10:34 AM, 23rd January 2020
About 4 weeks ago

Reply to the comment left by WP at 23/01/2020 - 10:25
Property owners must always be given the ability to choose whether or not to rent properties to people. Obviously, if a landlord has a choice of potential tenants, he or she will want to pick the one that he feels most comfortable renting to. If none of the applicants are suitable he simply keeps advertising the property and leaves it vacant.

Dorian H

23:21 PM, 24th January 2020
About 4 weeks ago

Dogs are the tip of the iceberg. Next up is emotional support peacocks, goats, turkeys and gliding possums. You think I jest?
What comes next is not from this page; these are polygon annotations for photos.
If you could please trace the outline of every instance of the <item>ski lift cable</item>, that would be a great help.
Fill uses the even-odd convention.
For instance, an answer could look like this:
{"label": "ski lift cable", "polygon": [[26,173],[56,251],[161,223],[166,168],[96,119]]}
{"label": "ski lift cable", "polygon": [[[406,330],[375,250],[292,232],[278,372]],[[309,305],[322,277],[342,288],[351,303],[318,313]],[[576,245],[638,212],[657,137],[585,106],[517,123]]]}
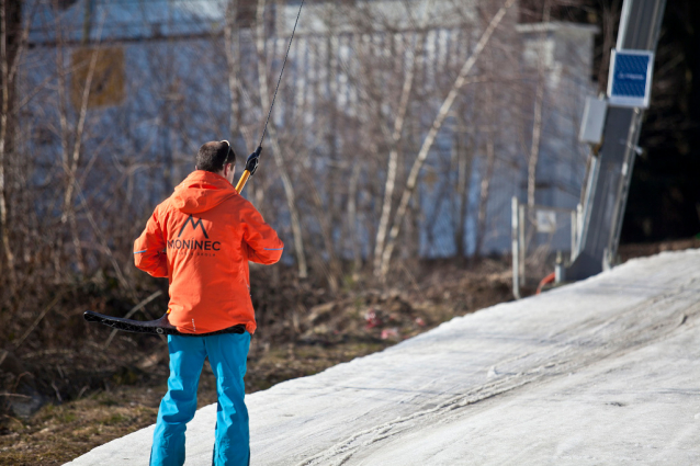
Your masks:
{"label": "ski lift cable", "polygon": [[248,156],[248,160],[246,160],[246,169],[244,173],[240,175],[240,180],[236,184],[236,191],[240,194],[240,192],[246,186],[246,182],[248,179],[256,172],[258,169],[258,162],[260,160],[260,152],[262,151],[262,140],[264,139],[264,135],[268,130],[268,123],[270,123],[270,116],[272,115],[272,109],[274,107],[274,100],[278,96],[278,91],[280,90],[280,82],[282,82],[282,75],[284,73],[284,66],[286,65],[286,58],[290,56],[290,50],[292,49],[292,41],[294,41],[294,33],[296,32],[296,25],[298,24],[298,19],[302,15],[302,8],[304,7],[304,1],[298,7],[298,13],[296,13],[296,21],[294,21],[294,27],[292,29],[292,36],[290,37],[290,44],[286,47],[286,54],[284,54],[284,60],[282,61],[282,69],[280,70],[280,77],[278,78],[278,86],[274,88],[274,94],[272,95],[272,103],[270,103],[270,111],[268,112],[268,118],[264,122],[264,126],[262,128],[262,135],[260,136],[260,143],[258,144],[258,148],[255,152]]}

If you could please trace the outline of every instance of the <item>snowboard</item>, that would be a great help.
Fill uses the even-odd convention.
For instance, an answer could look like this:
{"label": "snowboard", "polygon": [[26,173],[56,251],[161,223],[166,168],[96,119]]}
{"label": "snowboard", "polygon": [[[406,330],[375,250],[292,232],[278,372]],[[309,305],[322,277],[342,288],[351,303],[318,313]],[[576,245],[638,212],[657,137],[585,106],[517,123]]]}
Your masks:
{"label": "snowboard", "polygon": [[177,334],[181,337],[210,337],[222,333],[242,333],[246,331],[246,326],[242,323],[229,327],[227,329],[217,330],[208,333],[182,333],[178,331],[178,328],[168,321],[168,315],[163,315],[160,319],[156,320],[134,320],[124,319],[121,317],[105,316],[104,314],[93,312],[92,310],[86,310],[82,317],[88,322],[98,322],[108,327],[112,327],[116,330],[133,333],[153,333],[153,334]]}

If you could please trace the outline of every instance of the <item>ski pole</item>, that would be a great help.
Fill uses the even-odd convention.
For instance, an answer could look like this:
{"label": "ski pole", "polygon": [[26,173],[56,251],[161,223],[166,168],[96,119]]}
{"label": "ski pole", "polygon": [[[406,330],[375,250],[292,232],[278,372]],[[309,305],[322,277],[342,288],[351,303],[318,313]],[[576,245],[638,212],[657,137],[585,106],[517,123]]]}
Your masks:
{"label": "ski pole", "polygon": [[236,191],[238,194],[244,190],[248,179],[252,177],[252,174],[258,170],[258,162],[260,161],[260,151],[262,151],[262,146],[258,146],[255,152],[248,156],[246,160],[246,169],[244,170],[244,174],[240,175],[238,183],[236,184]]}
{"label": "ski pole", "polygon": [[290,56],[290,49],[292,48],[292,41],[294,41],[294,32],[296,31],[296,25],[298,24],[298,18],[302,15],[302,8],[304,7],[304,1],[302,0],[302,4],[298,7],[298,13],[296,13],[296,21],[294,22],[294,29],[292,29],[292,37],[290,37],[290,45],[286,47],[286,54],[284,54],[284,61],[282,61],[282,70],[280,71],[280,78],[278,78],[278,86],[274,88],[274,95],[272,95],[272,103],[270,104],[270,111],[268,112],[268,118],[264,122],[264,127],[262,128],[262,135],[260,136],[260,143],[258,144],[258,148],[255,152],[248,156],[248,160],[246,160],[246,169],[244,170],[244,174],[240,175],[238,183],[236,184],[236,191],[238,194],[244,190],[248,179],[252,177],[252,174],[258,169],[258,162],[260,161],[260,151],[262,150],[262,139],[264,139],[264,134],[268,130],[268,123],[270,123],[270,115],[272,115],[272,107],[274,106],[274,100],[278,98],[278,91],[280,90],[280,82],[282,81],[282,75],[284,73],[284,66],[286,65],[286,58]]}

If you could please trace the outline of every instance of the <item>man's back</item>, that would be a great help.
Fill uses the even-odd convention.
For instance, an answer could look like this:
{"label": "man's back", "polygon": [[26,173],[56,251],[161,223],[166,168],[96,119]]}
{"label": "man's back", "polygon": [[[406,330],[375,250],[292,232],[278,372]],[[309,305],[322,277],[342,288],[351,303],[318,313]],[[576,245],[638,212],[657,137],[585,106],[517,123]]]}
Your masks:
{"label": "man's back", "polygon": [[282,249],[258,211],[226,179],[204,170],[156,207],[134,243],[136,266],[168,277],[168,319],[183,333],[239,323],[253,333],[248,261],[274,263]]}

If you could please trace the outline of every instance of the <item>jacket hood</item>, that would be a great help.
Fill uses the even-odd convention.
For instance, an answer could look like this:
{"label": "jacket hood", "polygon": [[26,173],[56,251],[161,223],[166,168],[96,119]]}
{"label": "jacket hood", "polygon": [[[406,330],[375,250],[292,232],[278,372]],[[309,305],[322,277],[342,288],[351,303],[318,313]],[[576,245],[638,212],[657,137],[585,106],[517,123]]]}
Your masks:
{"label": "jacket hood", "polygon": [[196,214],[210,211],[237,194],[236,189],[221,174],[195,170],[174,189],[170,198],[179,211]]}

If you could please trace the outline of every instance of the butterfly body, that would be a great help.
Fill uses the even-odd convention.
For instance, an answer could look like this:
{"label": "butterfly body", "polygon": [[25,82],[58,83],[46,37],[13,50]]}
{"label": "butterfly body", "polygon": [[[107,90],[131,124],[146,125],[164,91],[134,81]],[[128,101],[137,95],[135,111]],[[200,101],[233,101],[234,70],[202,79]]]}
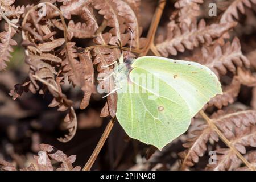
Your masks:
{"label": "butterfly body", "polygon": [[119,122],[131,138],[159,149],[187,131],[191,118],[222,93],[217,76],[194,62],[121,57],[115,72]]}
https://www.bbc.co.uk/news/business-51214829

Gillian Schifreen

11:02 AM, 25th January 2020
About 4 weeks ago

I have fairly high end properties on the South Coast. Not only to I encourage people with pets I also run a charity in Portugal which rehomes dogs into the UK. Now most of my tenants and their friends and family have one (or more0 of our dogs! Makes great business sense, we keep our tenants for ever as really nice dog friendly houses are really difficult to find. We've had no problems with damage other than normal wear and tear. Give it a go, keeping good tenants for a very long time is a good business model.

James Noble

18:14 PM, 25th January 2020
About 4 weeks ago

Reply to the comment left by Gillian Schifreen at 25/01/2020 - 11:02
Don't we have enough stray and abandoned dogs of our own without bringing in more from Portugal? I had two 'low-end' properties in St Helens (Lancs.) Despite a 'no pets' rule in the agreement, both ended up keeping a dog. Both houses suffered from this. Difficult to get rid of a dog once it is in the property, whatever the contract might state. James

WP

9:58 AM, 27th January 2020
About 4 weeks ago

Reply to the comment left by Gillian Schifreen at 25/01/2020 - 11:02
I can see where you are coming from, but as I say I house some of the well how should I term it...more challenging tenant. Lots of issues so its a straight no from me. We are not talking sensible pet owners here! They can;t look after themselves properly never mind a pet!